The martyrs and saints could do the type of courageous actions described above because it was Christ who was working in them that allowed them to stand firm like this. This came about through the Holy Spirit whom Christ sent and who proceeds from the Father. The Holy Spirit takes of what is Christ’s and gives it to us.

In his Letters on the Holy Spirit, St.

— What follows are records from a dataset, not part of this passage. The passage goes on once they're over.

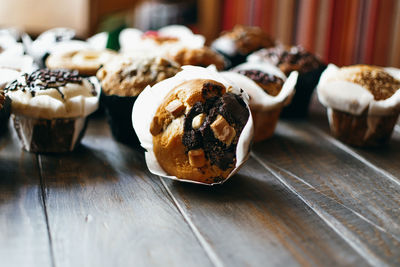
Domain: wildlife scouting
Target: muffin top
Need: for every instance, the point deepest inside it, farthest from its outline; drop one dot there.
(2, 99)
(50, 94)
(288, 59)
(202, 57)
(196, 130)
(128, 77)
(376, 80)
(270, 83)
(245, 40)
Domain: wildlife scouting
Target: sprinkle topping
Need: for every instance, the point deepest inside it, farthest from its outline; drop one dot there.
(45, 79)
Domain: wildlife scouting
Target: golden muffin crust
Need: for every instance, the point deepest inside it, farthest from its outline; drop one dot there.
(128, 77)
(380, 83)
(190, 140)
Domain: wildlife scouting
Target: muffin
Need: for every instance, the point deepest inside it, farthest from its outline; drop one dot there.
(49, 108)
(195, 126)
(122, 81)
(136, 43)
(4, 111)
(86, 62)
(363, 103)
(238, 43)
(202, 57)
(269, 91)
(52, 41)
(289, 59)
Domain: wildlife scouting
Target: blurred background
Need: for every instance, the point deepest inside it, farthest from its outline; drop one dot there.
(339, 31)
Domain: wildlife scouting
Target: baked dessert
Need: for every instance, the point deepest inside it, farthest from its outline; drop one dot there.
(238, 43)
(197, 127)
(52, 41)
(49, 108)
(4, 111)
(269, 91)
(86, 62)
(140, 44)
(202, 57)
(122, 80)
(294, 58)
(363, 103)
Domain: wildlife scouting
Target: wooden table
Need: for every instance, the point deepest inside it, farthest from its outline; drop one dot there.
(303, 198)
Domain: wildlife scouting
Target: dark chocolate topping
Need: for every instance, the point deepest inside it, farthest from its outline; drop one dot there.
(290, 58)
(45, 79)
(235, 112)
(261, 77)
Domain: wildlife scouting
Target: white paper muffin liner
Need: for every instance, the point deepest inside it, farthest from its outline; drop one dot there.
(49, 107)
(259, 99)
(151, 98)
(353, 98)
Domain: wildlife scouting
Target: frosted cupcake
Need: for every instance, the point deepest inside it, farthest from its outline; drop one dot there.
(269, 91)
(363, 103)
(49, 109)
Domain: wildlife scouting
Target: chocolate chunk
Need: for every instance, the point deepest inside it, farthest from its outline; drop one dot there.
(232, 108)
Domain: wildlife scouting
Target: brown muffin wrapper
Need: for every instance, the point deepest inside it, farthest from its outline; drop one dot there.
(119, 116)
(49, 135)
(265, 123)
(5, 114)
(305, 86)
(361, 130)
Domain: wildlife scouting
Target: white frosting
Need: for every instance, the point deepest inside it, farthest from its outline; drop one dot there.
(151, 98)
(259, 99)
(98, 41)
(48, 104)
(132, 43)
(354, 98)
(226, 45)
(12, 66)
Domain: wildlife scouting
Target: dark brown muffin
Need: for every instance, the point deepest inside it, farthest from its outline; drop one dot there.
(294, 58)
(270, 83)
(238, 43)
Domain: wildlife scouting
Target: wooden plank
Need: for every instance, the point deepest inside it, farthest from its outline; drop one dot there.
(343, 179)
(380, 158)
(105, 209)
(254, 220)
(24, 240)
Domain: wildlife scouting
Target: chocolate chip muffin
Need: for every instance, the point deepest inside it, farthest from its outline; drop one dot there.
(294, 58)
(49, 109)
(196, 130)
(238, 43)
(363, 103)
(122, 81)
(269, 90)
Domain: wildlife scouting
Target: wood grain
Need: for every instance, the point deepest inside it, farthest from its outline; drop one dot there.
(24, 239)
(254, 220)
(339, 177)
(105, 209)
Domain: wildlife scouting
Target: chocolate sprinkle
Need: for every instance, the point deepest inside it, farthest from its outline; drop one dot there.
(234, 110)
(45, 79)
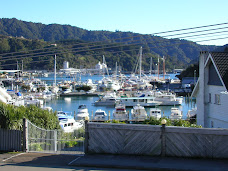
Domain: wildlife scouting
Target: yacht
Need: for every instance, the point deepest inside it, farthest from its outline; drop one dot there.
(142, 100)
(99, 115)
(155, 113)
(138, 113)
(106, 100)
(176, 114)
(164, 97)
(67, 122)
(120, 113)
(83, 113)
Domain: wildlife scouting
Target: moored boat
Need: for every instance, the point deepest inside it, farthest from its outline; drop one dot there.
(100, 115)
(138, 113)
(67, 122)
(120, 113)
(83, 113)
(176, 114)
(155, 113)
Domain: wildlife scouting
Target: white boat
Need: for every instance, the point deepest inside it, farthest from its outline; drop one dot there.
(176, 114)
(155, 113)
(83, 113)
(142, 100)
(99, 115)
(138, 113)
(67, 122)
(166, 98)
(120, 113)
(66, 91)
(106, 100)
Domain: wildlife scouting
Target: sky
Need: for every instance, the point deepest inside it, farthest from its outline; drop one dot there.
(138, 16)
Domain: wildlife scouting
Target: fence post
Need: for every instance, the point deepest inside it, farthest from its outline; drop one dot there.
(25, 135)
(86, 140)
(163, 139)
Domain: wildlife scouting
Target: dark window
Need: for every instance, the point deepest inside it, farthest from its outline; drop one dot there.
(213, 76)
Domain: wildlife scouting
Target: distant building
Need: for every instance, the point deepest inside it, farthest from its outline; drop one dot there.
(187, 82)
(178, 70)
(212, 102)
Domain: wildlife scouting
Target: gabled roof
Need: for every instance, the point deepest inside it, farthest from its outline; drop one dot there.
(221, 62)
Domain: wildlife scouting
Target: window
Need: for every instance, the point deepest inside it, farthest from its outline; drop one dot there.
(209, 98)
(217, 99)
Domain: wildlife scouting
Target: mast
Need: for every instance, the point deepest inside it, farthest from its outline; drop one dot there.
(140, 62)
(158, 67)
(22, 66)
(104, 62)
(151, 65)
(116, 71)
(55, 72)
(164, 68)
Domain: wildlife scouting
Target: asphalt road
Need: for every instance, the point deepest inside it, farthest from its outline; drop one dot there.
(44, 162)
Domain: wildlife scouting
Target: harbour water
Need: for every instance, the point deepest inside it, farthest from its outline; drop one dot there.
(70, 104)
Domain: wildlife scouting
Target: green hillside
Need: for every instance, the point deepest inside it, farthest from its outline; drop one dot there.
(121, 47)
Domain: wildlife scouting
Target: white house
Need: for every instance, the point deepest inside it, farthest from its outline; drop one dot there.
(211, 99)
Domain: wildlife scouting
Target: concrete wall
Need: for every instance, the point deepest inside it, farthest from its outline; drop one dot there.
(156, 140)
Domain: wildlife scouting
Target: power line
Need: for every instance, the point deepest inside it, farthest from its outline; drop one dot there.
(127, 50)
(106, 45)
(124, 38)
(195, 32)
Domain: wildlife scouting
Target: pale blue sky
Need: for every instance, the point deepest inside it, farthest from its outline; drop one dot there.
(139, 16)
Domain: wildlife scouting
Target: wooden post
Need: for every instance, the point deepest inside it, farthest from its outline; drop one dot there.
(86, 141)
(55, 140)
(163, 143)
(25, 135)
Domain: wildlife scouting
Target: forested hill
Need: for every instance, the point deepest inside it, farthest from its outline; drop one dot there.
(180, 50)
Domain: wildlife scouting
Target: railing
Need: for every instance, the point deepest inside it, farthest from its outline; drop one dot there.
(10, 140)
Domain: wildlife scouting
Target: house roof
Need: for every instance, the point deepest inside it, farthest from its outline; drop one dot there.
(221, 62)
(189, 80)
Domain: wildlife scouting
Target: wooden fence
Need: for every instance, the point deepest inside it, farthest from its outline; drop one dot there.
(10, 140)
(156, 140)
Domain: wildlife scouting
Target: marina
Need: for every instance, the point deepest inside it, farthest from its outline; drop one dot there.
(100, 100)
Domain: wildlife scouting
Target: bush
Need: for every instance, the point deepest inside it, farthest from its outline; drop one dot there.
(11, 117)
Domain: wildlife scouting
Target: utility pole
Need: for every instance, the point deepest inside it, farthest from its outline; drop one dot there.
(22, 66)
(164, 68)
(140, 62)
(55, 72)
(158, 67)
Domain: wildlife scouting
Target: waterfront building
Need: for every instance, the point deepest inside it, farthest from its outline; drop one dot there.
(211, 90)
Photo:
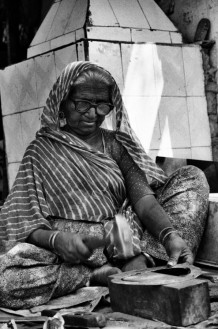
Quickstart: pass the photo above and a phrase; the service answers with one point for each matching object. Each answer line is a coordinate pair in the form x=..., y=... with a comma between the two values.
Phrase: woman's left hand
x=177, y=249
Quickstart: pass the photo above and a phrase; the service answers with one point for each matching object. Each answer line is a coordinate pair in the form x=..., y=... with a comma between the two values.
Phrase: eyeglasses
x=83, y=106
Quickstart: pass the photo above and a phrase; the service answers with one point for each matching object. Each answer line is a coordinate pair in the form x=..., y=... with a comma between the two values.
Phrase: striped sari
x=65, y=184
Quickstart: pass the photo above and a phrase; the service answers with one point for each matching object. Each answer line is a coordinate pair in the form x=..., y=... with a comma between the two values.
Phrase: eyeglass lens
x=102, y=109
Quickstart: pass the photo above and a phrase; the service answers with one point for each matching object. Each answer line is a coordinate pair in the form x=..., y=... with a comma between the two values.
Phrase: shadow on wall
x=165, y=108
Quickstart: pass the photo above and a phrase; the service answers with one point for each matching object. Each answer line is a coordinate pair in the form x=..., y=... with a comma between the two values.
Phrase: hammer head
x=120, y=236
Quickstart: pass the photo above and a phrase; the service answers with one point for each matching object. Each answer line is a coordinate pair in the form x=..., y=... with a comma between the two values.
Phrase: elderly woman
x=74, y=178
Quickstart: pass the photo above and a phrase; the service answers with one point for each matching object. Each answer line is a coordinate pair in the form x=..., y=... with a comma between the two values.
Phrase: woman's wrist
x=51, y=241
x=167, y=233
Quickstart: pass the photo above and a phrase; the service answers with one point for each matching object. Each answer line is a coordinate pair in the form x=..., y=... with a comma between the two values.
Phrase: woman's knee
x=196, y=179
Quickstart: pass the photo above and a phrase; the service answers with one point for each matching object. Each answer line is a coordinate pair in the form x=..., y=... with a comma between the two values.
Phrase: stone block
x=30, y=124
x=145, y=35
x=101, y=14
x=156, y=18
x=193, y=66
x=109, y=33
x=143, y=115
x=45, y=76
x=12, y=173
x=63, y=57
x=122, y=10
x=138, y=70
x=18, y=87
x=108, y=55
x=202, y=153
x=14, y=140
x=198, y=121
x=169, y=70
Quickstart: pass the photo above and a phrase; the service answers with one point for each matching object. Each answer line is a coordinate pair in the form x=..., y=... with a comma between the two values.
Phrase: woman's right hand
x=71, y=248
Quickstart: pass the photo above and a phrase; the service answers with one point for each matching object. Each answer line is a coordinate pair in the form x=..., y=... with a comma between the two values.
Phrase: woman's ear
x=61, y=114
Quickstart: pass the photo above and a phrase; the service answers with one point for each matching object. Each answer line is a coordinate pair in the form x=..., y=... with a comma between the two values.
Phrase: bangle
x=52, y=240
x=167, y=234
x=161, y=236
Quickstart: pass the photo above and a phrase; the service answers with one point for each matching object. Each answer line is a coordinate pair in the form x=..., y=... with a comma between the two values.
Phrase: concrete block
x=176, y=153
x=176, y=37
x=81, y=51
x=78, y=16
x=80, y=34
x=194, y=75
x=199, y=122
x=45, y=76
x=138, y=70
x=174, y=123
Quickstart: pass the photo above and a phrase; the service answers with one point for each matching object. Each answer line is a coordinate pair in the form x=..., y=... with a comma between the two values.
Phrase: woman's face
x=87, y=123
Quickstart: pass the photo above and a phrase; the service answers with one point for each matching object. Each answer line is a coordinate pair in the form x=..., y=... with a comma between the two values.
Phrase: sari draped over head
x=61, y=176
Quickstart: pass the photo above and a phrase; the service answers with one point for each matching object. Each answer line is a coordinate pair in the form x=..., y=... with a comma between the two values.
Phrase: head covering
x=117, y=121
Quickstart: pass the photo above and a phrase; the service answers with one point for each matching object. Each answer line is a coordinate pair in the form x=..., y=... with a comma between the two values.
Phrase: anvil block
x=180, y=304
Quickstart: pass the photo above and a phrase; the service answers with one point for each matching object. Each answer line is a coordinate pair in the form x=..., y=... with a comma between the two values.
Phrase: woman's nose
x=91, y=113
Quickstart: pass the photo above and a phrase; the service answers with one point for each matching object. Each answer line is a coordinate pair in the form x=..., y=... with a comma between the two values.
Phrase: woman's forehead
x=90, y=92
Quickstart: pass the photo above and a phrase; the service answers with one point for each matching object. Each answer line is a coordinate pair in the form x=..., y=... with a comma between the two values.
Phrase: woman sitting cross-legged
x=74, y=178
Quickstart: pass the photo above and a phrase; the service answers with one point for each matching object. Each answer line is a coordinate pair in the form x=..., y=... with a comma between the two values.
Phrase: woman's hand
x=177, y=249
x=71, y=248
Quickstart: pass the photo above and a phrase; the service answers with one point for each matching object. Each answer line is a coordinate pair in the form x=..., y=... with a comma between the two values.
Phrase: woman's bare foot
x=100, y=275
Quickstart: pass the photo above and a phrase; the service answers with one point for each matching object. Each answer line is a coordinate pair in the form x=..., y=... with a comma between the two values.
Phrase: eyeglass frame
x=95, y=105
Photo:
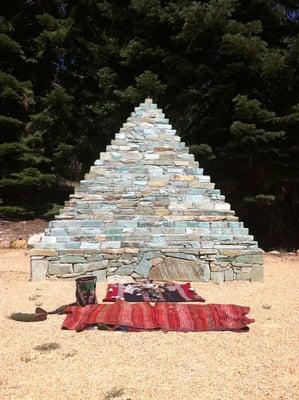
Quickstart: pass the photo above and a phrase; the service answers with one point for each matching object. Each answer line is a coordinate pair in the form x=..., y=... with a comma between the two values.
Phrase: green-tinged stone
x=229, y=275
x=72, y=259
x=177, y=269
x=217, y=277
x=143, y=268
x=59, y=268
x=250, y=259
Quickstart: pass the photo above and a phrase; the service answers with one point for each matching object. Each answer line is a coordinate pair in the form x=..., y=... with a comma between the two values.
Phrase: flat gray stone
x=229, y=275
x=182, y=256
x=58, y=269
x=38, y=269
x=143, y=268
x=126, y=269
x=217, y=277
x=72, y=259
x=176, y=269
x=120, y=279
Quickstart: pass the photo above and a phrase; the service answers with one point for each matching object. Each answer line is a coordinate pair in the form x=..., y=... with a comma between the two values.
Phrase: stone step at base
x=125, y=230
x=94, y=223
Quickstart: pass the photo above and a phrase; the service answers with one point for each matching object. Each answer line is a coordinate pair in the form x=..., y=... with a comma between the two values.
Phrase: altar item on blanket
x=122, y=315
x=86, y=290
x=150, y=291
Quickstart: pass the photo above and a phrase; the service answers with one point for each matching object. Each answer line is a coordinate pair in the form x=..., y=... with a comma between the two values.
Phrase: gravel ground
x=258, y=365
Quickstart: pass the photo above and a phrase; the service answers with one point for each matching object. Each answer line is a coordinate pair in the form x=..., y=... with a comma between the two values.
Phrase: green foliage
x=53, y=209
x=12, y=212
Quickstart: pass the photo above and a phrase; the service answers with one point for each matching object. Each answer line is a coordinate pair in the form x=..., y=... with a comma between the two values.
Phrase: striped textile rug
x=138, y=292
x=163, y=316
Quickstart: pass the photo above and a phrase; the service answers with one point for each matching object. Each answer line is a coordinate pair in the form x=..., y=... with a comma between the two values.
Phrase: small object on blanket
x=122, y=315
x=39, y=315
x=26, y=317
x=86, y=290
x=150, y=291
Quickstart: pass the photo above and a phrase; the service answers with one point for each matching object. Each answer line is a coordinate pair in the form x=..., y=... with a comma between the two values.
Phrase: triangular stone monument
x=145, y=210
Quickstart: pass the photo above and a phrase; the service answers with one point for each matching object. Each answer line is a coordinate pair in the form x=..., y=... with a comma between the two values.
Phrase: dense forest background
x=225, y=72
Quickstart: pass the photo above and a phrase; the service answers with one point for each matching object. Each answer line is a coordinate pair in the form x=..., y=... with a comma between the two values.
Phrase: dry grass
x=259, y=365
x=45, y=347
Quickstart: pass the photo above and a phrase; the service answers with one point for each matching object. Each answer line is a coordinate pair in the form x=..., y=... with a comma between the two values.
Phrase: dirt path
x=259, y=365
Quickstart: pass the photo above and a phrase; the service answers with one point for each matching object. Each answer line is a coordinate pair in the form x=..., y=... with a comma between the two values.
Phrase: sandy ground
x=261, y=364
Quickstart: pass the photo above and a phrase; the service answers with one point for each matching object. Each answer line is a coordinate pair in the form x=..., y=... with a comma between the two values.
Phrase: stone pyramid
x=145, y=210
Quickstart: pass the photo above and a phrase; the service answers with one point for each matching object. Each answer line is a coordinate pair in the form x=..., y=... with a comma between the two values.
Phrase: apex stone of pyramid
x=146, y=210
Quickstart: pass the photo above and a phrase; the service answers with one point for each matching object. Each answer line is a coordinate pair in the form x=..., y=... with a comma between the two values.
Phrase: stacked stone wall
x=146, y=210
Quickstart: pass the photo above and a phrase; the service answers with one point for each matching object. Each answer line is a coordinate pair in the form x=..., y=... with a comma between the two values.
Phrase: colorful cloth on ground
x=164, y=316
x=152, y=292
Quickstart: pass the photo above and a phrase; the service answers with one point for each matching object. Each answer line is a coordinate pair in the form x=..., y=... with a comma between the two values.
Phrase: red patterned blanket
x=164, y=316
x=152, y=292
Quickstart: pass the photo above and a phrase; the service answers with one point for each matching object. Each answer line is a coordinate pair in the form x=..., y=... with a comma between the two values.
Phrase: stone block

Athanasius describes this reality saying, “Do not sadden the Holy Spirit in whom you have been sealed for the day of redemption[Eph 4.30]… Indeed, this anointing is the breath of the Son, so that whoever has the Spirit can say: We are the good odor of Christ[2 Cor 2.15]. The seal makes an imprint of the Son, so that whoever has been sealed has the form of Christ, as the Apostle says: My little children, with whom I am again in travail until Christ is formed in you![Gal 4.19]” (Letters to Serapion on the Holy Spirit, 2.12.2-2.12.3, 121).

Imitating Christ vs Idolizing Christ

When we see the character and work of Christ in the various saints, it is because it is His Light and His Spirit living in the saints.  It truly is His work, but it manifests itself in individuals from different languages and nations.  And even though the saints have died, their light has not stopped shining because it was not their light to begin with, but the light of Christ, and since Christ is God, that light can never stop shining because He lives forever.  They bear witness to Him in life and death so that we can have a precedent for what it looks like to live like Christ and to reflect His light and work in our own lives.

Yet many people approach Christ like an idol.  But this is gravely mistaken because an idol is a representation, not the reality, and it is usually a projection of something going on inside of us.  We give the idol our own forms, but in Christ we receive His form.

But those who idolize Christ turn Him into a teacher who wants us to have our most successful lives now. This is not Christ, but an image that people have created for themselves and projected it onto Christ.

Christ Himself rejects this way of thinking because He is the humanized God.  If God became human, then now He is clearly imitable, and if He is, and this is what can be, then His purpose is to live in all of us.

Sanctification

For all the reasons above, it is no happy mistake that the Church has always put the lives of the saints in front of us.  It has done so by constructing synaxaria, by having their names in the songs that we sing in the Church, by putting their icons in front of us in Church, and even by using their names to name our children.

When we are surrounded by the icons and stories that the icons naturally generate of so many martyrs and saints, then the result is that our faith is taken seriously.  It exudes a gravitas.

On the other hand, to ignore the saints’ lives and writings is simply to ignore the work of Christ and the Holy Spirit living in them to further the Kingdom of God.  This is one reason why I think so many in the West are leaving Christianity.  There is no gravitas.  By removing the remembrance of the saints from the churches, Protestant Christians think they are truly following Christ, but the reality is they have removed the concrete examples of what it looks like to live for Christ.  The result is that they set up an idolized version of Christ on whom they project their immediate fashions and desires.  This is inevitable because it is left to interpretation what it means to follow Christ, but in the saints, we have the clear examples of what it means to follow Christ.

For that reason, in the Apostolic Churches, there is gravitas of Christ.

“Therefore we also, since we are surrounded by so great a cloud of witnesses, let us lay aside every weight, and the sin which so easily ensnares us, and let us run with endurance the race that is set before us, looking unto Jesus, the author and finisher of our faith, who for the joy that was set before Him endured the cross, despising the shame, and has sat down at the right hand of the throne of God” (Hebrews 12:1).

And in the words of the author of the Martyrdom of Polycarp, “The martyrs we love as disciples and imitators of the Lord, as they deserve on account of their matchless devotion to their own King and Teacher.  May we also become their partners and fellow disciples.”